I am implementing an algorithm which finds every subgroup of given group.
Here's my algorithm.
Let $G$ be a group of order $n$ with elements $g_1,\cdots,g_n$.
Then I consider each $\langle g_i\rangle $ which are all cyclic subgroups of $G$.
Of course, if $\langle g_i\rangle =\langle g_j\rangle $, we append only $\langle g_i\rangle $ into our result set.
We call all distinct subgroups of the form $\langle g_i\rangle $ to be the first-generation. (Note that the number of the first-generation subgroups is at most $n$.)
To get $(i+1)$-th generation from $i$-th generation inductively, we construct the subgroup $S$ from each two elements of $i$-th generation $S_1, S_2$ to be
$$S=\langle S_1,S_2\rangle .$$
Obviously, if generated subgroup is already in previous generations, we do not call it $(i+1)$-th generation, hence every subgroups of $G$ has the unique generation number.
We do this construction until the number of the typical generation subgroups to be $0$, since we get all subgroups of $G$.
This works perfectly to any groups, but unfortunately, it is not fast although I implemented additional steps to avoid repeated computation.
So I searched some other algorithms but they are all vague to understand.
One of the algorithm is called the cyclic extension algorithm, but I can not get it easily unless I have studied some backgrounds for this method.

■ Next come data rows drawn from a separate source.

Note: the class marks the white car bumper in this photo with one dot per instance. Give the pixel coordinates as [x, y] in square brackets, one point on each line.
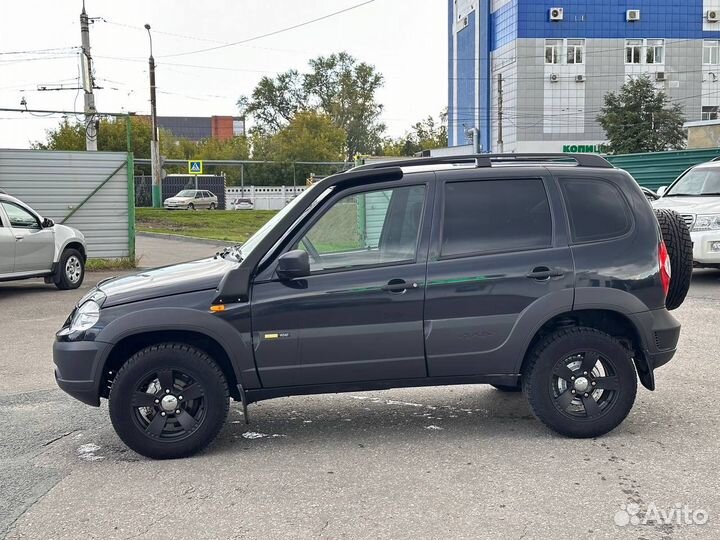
[706, 247]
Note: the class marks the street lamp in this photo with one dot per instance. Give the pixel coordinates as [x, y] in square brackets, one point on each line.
[154, 146]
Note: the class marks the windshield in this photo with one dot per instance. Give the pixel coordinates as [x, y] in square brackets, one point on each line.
[699, 182]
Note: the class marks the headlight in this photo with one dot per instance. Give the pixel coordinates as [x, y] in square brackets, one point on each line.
[87, 315]
[709, 222]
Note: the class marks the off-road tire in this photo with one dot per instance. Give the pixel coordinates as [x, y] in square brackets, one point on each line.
[178, 358]
[538, 381]
[676, 236]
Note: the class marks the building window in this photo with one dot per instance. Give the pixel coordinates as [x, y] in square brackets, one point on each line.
[711, 52]
[655, 51]
[552, 51]
[633, 51]
[576, 51]
[710, 113]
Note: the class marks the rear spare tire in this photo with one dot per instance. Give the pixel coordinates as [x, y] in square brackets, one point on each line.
[676, 236]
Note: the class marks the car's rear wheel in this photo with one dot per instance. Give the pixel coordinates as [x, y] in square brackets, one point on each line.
[580, 382]
[71, 270]
[169, 401]
[678, 242]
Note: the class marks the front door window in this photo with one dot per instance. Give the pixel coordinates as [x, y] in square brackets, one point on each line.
[366, 229]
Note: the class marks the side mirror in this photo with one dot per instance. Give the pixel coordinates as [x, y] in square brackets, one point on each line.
[293, 264]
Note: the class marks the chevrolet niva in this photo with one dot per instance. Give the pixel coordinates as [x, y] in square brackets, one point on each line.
[549, 274]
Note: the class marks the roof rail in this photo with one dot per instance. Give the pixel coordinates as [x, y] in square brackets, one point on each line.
[486, 160]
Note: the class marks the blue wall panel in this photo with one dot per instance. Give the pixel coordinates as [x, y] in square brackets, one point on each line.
[467, 58]
[678, 19]
[485, 37]
[504, 25]
[451, 74]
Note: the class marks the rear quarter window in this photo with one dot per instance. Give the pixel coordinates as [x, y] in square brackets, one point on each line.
[492, 216]
[596, 208]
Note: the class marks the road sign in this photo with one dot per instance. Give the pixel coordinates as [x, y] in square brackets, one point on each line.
[195, 166]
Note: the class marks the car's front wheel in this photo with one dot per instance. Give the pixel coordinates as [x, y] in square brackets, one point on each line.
[71, 270]
[580, 382]
[169, 401]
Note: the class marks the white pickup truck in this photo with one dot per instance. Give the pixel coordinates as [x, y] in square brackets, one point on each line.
[32, 246]
[695, 195]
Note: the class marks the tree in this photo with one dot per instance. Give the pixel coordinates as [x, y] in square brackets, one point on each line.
[310, 136]
[274, 102]
[337, 85]
[640, 118]
[112, 136]
[423, 135]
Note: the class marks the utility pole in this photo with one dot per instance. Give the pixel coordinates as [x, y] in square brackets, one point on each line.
[154, 145]
[501, 143]
[88, 83]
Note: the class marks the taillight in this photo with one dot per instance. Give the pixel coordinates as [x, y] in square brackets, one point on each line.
[665, 268]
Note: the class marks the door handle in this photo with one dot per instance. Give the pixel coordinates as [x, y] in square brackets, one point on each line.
[543, 273]
[398, 286]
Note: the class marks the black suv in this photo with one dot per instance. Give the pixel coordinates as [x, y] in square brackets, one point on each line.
[546, 273]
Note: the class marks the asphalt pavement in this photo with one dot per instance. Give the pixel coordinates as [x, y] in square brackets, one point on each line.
[446, 462]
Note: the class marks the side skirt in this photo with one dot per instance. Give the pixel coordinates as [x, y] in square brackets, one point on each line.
[261, 394]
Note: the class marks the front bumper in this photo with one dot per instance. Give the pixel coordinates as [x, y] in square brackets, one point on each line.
[702, 247]
[78, 366]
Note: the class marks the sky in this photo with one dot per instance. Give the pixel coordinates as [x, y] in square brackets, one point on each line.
[404, 39]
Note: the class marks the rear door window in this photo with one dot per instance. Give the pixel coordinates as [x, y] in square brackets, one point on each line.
[495, 216]
[597, 209]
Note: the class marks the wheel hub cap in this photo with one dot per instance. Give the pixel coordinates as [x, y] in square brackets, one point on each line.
[169, 403]
[581, 384]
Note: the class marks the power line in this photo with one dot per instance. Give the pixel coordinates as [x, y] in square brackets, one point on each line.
[41, 51]
[194, 38]
[273, 33]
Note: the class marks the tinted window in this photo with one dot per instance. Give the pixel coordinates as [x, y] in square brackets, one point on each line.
[19, 217]
[369, 228]
[597, 210]
[495, 215]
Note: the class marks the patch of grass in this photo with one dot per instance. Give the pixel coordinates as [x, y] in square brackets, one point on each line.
[100, 265]
[227, 225]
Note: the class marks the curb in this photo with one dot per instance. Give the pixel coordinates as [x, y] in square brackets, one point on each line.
[183, 238]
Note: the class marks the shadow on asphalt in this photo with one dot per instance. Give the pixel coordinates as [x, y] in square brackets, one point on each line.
[706, 276]
[378, 420]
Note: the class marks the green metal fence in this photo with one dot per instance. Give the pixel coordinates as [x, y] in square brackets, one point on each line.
[655, 169]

If you have enough knowledge about the cyclic extension algorithm or some other algorithms, please give me an easy explanation. I am in undergrad. course of math dept. Thanks.
Best Answer
I don't know the details of any of the standard algorithms currently in use. Regardless, here are some things you can do to speed up your initial implementation (at least the on-average running time).
1) Every subgroup is a union of cyclic subgroups. So, you enumerate the cyclic subgroups as you have done. Then, start forming unions of those and check whether or not you have a subgroup (this of course is the time-consuming part).
2) Discard any union of cyclic subgroups whose size does not divide the size of the group (because of Lagrange).
3) Using Sylow you can get some information on the number of subgroups of certain prime power order, and that means you can stop the search for a given size when you found all possible subgroups of that size that can exist.
4) Of course if the group is abelian than there are less potential products to check and you can use other structure theorems to speed things up.